Pendapat kedua menyatakan bahwa hukumnya mubah (boleh), baik setelah berwudhu atau setelah mandi. Para ulama yang berpendapat seperti ini berdalil dengan hadits yang diriwayatkan oleh ‘Aisyah radhiyallahu ‘anha, beliau berkata,
“Rasulullah shallallahu ‘alaihi wa sallam memiliki kain yang beliau gunakan untuk mengeringkan anggota badan setelah berwudhu” (HR. At-Tirmidzi no. 53, dan beliau mendha’ifkan hadits ini. Namun yang lebih tepat, hadits ini memiliki penguat sehingga dinilai hasan oleh Al-Albani dalam Shahihul Jami’ hadits no. 4706).

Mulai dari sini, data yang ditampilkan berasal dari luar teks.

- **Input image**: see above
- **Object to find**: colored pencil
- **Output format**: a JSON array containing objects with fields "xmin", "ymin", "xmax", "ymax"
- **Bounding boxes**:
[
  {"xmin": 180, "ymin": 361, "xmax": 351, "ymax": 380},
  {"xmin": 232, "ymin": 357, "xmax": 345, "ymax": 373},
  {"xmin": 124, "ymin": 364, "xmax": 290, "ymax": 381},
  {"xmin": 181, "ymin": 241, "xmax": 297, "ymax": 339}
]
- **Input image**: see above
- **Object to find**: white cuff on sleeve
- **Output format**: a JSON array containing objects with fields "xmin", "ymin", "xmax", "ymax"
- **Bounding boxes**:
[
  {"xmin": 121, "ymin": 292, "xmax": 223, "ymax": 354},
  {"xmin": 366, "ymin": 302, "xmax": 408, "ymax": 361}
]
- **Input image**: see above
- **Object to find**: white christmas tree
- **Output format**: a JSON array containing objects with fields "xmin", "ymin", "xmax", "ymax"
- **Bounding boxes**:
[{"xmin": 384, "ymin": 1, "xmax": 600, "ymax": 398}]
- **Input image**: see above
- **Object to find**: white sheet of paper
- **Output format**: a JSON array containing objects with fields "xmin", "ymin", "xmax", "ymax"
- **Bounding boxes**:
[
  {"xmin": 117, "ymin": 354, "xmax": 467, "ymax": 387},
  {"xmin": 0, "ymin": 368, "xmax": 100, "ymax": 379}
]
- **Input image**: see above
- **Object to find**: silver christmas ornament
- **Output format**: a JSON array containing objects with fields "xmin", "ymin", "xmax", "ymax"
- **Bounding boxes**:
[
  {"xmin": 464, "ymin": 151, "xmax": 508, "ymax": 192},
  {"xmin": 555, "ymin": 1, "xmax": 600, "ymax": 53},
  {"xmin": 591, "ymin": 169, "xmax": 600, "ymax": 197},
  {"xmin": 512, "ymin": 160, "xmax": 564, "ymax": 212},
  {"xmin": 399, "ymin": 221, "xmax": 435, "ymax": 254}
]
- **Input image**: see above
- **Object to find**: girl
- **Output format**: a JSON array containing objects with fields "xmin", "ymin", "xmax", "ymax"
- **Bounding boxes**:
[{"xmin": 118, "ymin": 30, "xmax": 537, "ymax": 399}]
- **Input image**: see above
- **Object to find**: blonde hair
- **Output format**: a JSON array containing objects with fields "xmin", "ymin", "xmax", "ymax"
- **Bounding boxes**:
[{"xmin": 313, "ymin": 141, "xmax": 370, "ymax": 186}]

Para ulama yang membolehkan beralasan bahwa hadits Maimunah radhiyallahu ‘anha di atas tidak bisa digunakan sebagai dasar makruhnya mengeringkan anggota badan setelah berwudhu atau mandi. Hal ini karena penolakan Nabi shallallahu ‘alaihi wa sallam tersebut mengandung banyak kemungkinan, misalnya karena kainnya yang kotor (tidak bersih), atau beliau tidak ingin kain tersebut basah terkena air, atau alasan-alasan lainnya.
Selain itu, hadits Maimunah radhiyallahu ‘anha ini justru mengisyaratkan bahwa di antara kebiasaan Nabi shallallahu ‘alaihi wa sallam adalah beliau biasa mengeringkan anggota badan setelah berwudhu sehingga Maimunah pun menyiapkan kain untuk beliau. Isyarat ini dikuatkan oleh hadits ‘Asiyah radhiyallahu ‘anha yang menyatakan bahwa beliau memiliki kain khusus yang biasa beliau gunakan untuk menyeka air setelah berwudhu. 
Kesimpulannya, pendapat yang lebih kuat adalah bahwa mengeringkan atau menyeka anggota badan setelah berwudhu hukumnya boleh (mubah) dan tidak makruh.
Syaikh Abu Malik mengatakan,Boleh mengeringkan anggota badan setelah berwudhu karena tidak adanya dalil yang melarang hal tersebut, sehingga hukum asalnya adalah mubah.”( Shahih Fiqh Sunnah 1/126.) 

KESIMPULAN :
Tata cara wudhu sesuai sunnah adalah sebagai berikut :
Ø Membaca bismillah dengan niat cukup dalam hati,
Ø Membasuh kedua telapak tangan tiga kali,
Ø Berkumur-kumur dan memasukan air dalam hidung dilakukan sekaligus melalui satu cidukan tangan tiga kali,
Ø Membasuh wajah dan menyela jenggot bagi yang mempunyai jenggot tiga kali,
Ø Membasuh kedua tangan hingga siku, kanan tiga kali dan kiri tiga kali,
Ø Mengusap seluruh kepala dari depan sampai ke bagian belakang (tengkuk) lalu kembali lagi ke depan dan mengusap kedua telinga dilakukan sekaligus melalui satu cidukan tangan sekali,
Ø Membasuh kedua kaki hingga mata kaki, kanan tiga kali dan kiri tiga kali,
Ø Orang yang berwudhu wajib membasuh anggota wudhu’nya secara berurutan (tertib),
Ø Membaca doa setelah wudhu sebagaimana hadits riwayat Bukhari atau Muslim.

Hal penting yang harus diketahui mengenai wudhu
Ø Disunnahkan mendahulukan yang kanan,
Ø Disunnahkan menyela-nyela jari tangan dan kaki,
Ø Penulis tidak menemukan dasar hukum mengenai membasuh leher,
Ø Penulis tidak menemukan dasar hukum mengenai do’a-do’a wudhu kecuali do’a setelah berwudhu,
Ø Tidak ada larangan tidak boleh berbicara ketika wudhu, terkecuali hal yang menyebabkan memakai air yang berlebihan (boros),
Ø Tidak ada larangan mengelap atau mengeringkan anggota-anggota wudhu’ (dengan handuk dan yang lainnya) setelah wudhu’nya selesai.